Metadata and Scoping

When you ingest content, you can attach metadata that travels with the document through the system. When you retrieve content, you can scope results to specific subsets of your data. These two features work together to support common patterns like multi-tenant applications, content categorization, and filtered search.

Attaching metadata during ingestion

The metadata parameter on ingest() accepts any JSON-serializable object. This data is stored alongside both the document and its chunks in your database:

await engine.ingest({
  sourceId: "kb:article-123",
  content: "Your article content here...",
  metadata: {
    tenantId: "acme-corp",
    category: "billing",
    author: "alice@example.com",
    publishedAt: "2024-01-15",
    tags: ["invoices", "payments", "quickbooks"],
  },
});

The metadata is stored as JSONB in Postgres, which means you can query it directly if you need to (though UnRAG doesn't expose this through its API—it's available in your vendored store adapter code).

Common metadata patterns:

Tenant or user IDs for multi-tenant applications
Content categories for filtered search UIs
Timestamps for freshness or version tracking
Source information like URLs, file paths, or CMS IDs
Author or ownership data for audit trails

Keep metadata relatively flat and use simple types. Deeply nested objects work but make queries harder if you later want to filter on them.

The sourceId pattern

The sourceId field serves double duty. It's both a logical identifier for your document (so re-ingesting updates rather than duplicates) and the primary mechanism for scoping retrieval.

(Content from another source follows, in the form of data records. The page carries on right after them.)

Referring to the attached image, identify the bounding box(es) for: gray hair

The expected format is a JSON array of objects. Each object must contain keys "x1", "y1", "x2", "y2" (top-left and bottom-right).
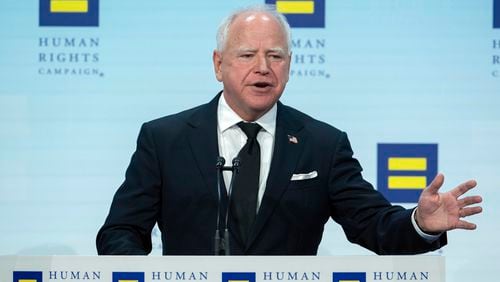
[{"x1": 216, "y1": 4, "x2": 292, "y2": 53}]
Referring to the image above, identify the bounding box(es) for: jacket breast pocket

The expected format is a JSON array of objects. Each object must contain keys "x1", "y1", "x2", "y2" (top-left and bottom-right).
[{"x1": 288, "y1": 177, "x2": 321, "y2": 190}]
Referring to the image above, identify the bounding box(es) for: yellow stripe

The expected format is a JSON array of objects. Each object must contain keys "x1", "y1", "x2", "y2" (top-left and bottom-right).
[
  {"x1": 388, "y1": 176, "x2": 427, "y2": 189},
  {"x1": 276, "y1": 0, "x2": 314, "y2": 14},
  {"x1": 388, "y1": 158, "x2": 427, "y2": 171},
  {"x1": 50, "y1": 0, "x2": 89, "y2": 13}
]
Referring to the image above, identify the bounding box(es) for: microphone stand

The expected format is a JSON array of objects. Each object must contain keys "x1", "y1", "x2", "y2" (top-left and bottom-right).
[{"x1": 214, "y1": 157, "x2": 241, "y2": 256}]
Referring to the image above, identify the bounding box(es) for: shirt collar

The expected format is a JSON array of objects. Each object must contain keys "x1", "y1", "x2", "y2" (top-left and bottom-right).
[{"x1": 217, "y1": 94, "x2": 278, "y2": 136}]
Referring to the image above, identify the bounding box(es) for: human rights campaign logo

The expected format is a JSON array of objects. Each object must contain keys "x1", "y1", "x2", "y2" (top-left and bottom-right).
[
  {"x1": 222, "y1": 272, "x2": 255, "y2": 282},
  {"x1": 493, "y1": 0, "x2": 500, "y2": 28},
  {"x1": 113, "y1": 272, "x2": 144, "y2": 282},
  {"x1": 13, "y1": 271, "x2": 43, "y2": 282},
  {"x1": 377, "y1": 144, "x2": 438, "y2": 203},
  {"x1": 266, "y1": 0, "x2": 326, "y2": 27},
  {"x1": 39, "y1": 0, "x2": 99, "y2": 26},
  {"x1": 333, "y1": 272, "x2": 366, "y2": 282}
]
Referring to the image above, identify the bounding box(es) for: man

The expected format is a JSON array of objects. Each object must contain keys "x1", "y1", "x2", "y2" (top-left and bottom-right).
[{"x1": 97, "y1": 6, "x2": 481, "y2": 255}]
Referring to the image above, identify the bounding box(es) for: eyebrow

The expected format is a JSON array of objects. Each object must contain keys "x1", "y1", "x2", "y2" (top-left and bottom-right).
[{"x1": 237, "y1": 47, "x2": 286, "y2": 54}]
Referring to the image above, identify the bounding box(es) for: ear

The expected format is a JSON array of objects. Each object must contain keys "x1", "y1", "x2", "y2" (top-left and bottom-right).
[
  {"x1": 286, "y1": 52, "x2": 292, "y2": 82},
  {"x1": 212, "y1": 50, "x2": 222, "y2": 82}
]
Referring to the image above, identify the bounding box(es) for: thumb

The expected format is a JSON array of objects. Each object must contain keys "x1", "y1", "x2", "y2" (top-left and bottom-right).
[{"x1": 425, "y1": 173, "x2": 444, "y2": 194}]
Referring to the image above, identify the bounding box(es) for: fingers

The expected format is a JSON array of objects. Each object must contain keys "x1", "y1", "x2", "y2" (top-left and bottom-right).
[
  {"x1": 450, "y1": 180, "x2": 477, "y2": 198},
  {"x1": 426, "y1": 173, "x2": 444, "y2": 194},
  {"x1": 456, "y1": 220, "x2": 477, "y2": 230},
  {"x1": 458, "y1": 207, "x2": 483, "y2": 217},
  {"x1": 457, "y1": 196, "x2": 483, "y2": 208}
]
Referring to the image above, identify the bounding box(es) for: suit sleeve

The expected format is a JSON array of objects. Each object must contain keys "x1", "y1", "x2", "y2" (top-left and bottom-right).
[
  {"x1": 96, "y1": 124, "x2": 161, "y2": 255},
  {"x1": 329, "y1": 132, "x2": 446, "y2": 255}
]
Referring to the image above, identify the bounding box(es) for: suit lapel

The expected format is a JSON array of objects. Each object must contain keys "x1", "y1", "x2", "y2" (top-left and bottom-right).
[
  {"x1": 186, "y1": 92, "x2": 246, "y2": 250},
  {"x1": 246, "y1": 103, "x2": 306, "y2": 250},
  {"x1": 186, "y1": 94, "x2": 220, "y2": 209}
]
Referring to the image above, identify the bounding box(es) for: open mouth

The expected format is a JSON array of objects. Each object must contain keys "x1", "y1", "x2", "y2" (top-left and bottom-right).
[{"x1": 253, "y1": 82, "x2": 272, "y2": 89}]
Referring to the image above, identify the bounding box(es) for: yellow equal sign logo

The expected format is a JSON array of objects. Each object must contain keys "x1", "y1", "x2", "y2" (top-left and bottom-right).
[
  {"x1": 50, "y1": 0, "x2": 89, "y2": 13},
  {"x1": 387, "y1": 157, "x2": 427, "y2": 189},
  {"x1": 276, "y1": 0, "x2": 314, "y2": 14}
]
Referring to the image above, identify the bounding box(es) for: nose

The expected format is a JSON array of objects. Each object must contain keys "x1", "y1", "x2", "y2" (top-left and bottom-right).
[{"x1": 256, "y1": 55, "x2": 269, "y2": 75}]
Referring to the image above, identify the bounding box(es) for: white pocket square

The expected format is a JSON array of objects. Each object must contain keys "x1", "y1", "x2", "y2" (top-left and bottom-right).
[{"x1": 290, "y1": 170, "x2": 318, "y2": 181}]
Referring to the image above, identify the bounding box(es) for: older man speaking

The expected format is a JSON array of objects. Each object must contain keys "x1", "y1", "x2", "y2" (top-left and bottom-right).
[{"x1": 97, "y1": 6, "x2": 481, "y2": 255}]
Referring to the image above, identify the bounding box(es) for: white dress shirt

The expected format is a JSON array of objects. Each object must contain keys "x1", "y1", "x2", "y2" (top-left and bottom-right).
[
  {"x1": 217, "y1": 95, "x2": 277, "y2": 210},
  {"x1": 217, "y1": 95, "x2": 440, "y2": 242}
]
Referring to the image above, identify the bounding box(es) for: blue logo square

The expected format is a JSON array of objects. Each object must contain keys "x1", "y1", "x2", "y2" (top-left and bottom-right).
[
  {"x1": 113, "y1": 272, "x2": 144, "y2": 282},
  {"x1": 39, "y1": 0, "x2": 99, "y2": 26},
  {"x1": 377, "y1": 144, "x2": 438, "y2": 203},
  {"x1": 12, "y1": 271, "x2": 43, "y2": 282},
  {"x1": 266, "y1": 0, "x2": 326, "y2": 27},
  {"x1": 333, "y1": 272, "x2": 366, "y2": 282},
  {"x1": 222, "y1": 272, "x2": 255, "y2": 282}
]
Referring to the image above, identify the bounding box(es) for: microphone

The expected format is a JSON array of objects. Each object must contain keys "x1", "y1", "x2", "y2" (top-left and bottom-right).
[
  {"x1": 214, "y1": 157, "x2": 226, "y2": 256},
  {"x1": 223, "y1": 157, "x2": 241, "y2": 256},
  {"x1": 214, "y1": 157, "x2": 241, "y2": 256}
]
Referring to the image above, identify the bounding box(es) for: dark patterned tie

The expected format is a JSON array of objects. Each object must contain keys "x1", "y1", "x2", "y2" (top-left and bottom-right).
[{"x1": 231, "y1": 122, "x2": 262, "y2": 244}]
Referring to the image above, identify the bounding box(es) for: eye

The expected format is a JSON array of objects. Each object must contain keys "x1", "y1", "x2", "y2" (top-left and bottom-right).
[
  {"x1": 240, "y1": 53, "x2": 253, "y2": 59},
  {"x1": 269, "y1": 54, "x2": 283, "y2": 61}
]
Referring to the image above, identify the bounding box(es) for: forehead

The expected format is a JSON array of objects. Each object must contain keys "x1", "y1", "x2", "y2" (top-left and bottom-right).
[{"x1": 227, "y1": 12, "x2": 286, "y2": 47}]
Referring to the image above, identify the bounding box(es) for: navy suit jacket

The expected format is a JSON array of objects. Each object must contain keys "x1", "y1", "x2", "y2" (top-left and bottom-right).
[{"x1": 97, "y1": 94, "x2": 446, "y2": 255}]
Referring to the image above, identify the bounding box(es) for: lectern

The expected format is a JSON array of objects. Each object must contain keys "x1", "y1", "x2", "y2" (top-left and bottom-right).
[{"x1": 0, "y1": 256, "x2": 445, "y2": 282}]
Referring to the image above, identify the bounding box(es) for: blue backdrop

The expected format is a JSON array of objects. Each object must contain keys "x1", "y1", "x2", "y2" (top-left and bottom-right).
[{"x1": 0, "y1": 0, "x2": 500, "y2": 282}]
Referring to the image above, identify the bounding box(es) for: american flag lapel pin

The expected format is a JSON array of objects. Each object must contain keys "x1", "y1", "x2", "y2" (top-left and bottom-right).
[{"x1": 288, "y1": 135, "x2": 299, "y2": 144}]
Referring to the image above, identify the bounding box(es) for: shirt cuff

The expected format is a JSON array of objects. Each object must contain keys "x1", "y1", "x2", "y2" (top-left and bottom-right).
[{"x1": 411, "y1": 208, "x2": 443, "y2": 243}]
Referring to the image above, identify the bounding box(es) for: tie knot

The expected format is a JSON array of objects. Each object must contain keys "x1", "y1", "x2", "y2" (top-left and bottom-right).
[{"x1": 238, "y1": 121, "x2": 262, "y2": 139}]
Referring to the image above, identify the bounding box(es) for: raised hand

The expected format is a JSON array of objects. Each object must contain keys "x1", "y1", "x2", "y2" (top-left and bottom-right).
[{"x1": 415, "y1": 174, "x2": 483, "y2": 233}]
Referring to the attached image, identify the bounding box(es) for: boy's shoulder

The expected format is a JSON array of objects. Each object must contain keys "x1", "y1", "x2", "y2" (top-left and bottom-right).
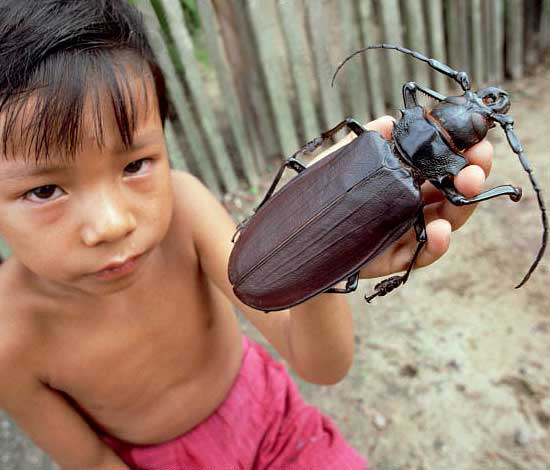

Think of sourceId as a hierarchical path. Some common patterns:

// Documentation organized by section
"docs:getting-started:installation"
"docs:api-reference:auth"
"docs:guides:deployment"

// Multi-tenant knowledge base
"tenant:acme:kb:article-123"
"tenant:acme:kb:article-456"
"tenant:globex:kb:article-789"

// User-uploaded content
"user:u_12345:upload:file-abc"
"user:u_12345:upload:file-def"

// Project-scoped content
"project:p_789:docs:readme"
"project:p_789:code:src/auth.ts"

The key insight is that sourceId prefix matching gives you free scoping. If you ingest with sourceId: "tenant:acme:kb:article-123" and retrieve with scope: { sourceId: "tenant:acme:" }, you'll only search content belonging to that tenant.

Scoping retrieval

The scope parameter on retrieve() filters which chunks are considered:

// Search all content
const result = await engine.retrieve({
  query: "how do I reset my password?",
  topK: 10,
});

// Search only within a specific tenant
const result = await engine.retrieve({
  query: "how do I reset my password?",
  topK: 10,
  scope: { sourceId: "tenant:acme:" },
});

// Search only documentation
const result = await engine.retrieve({
  query: "how do I reset my password?",
  topK: 10,
  scope: { sourceId: "docs:" },
});

The scope filter uses prefix matching on sourceId. Any chunk whose sourceId starts with the specified value will be included in the search; all others are excluded.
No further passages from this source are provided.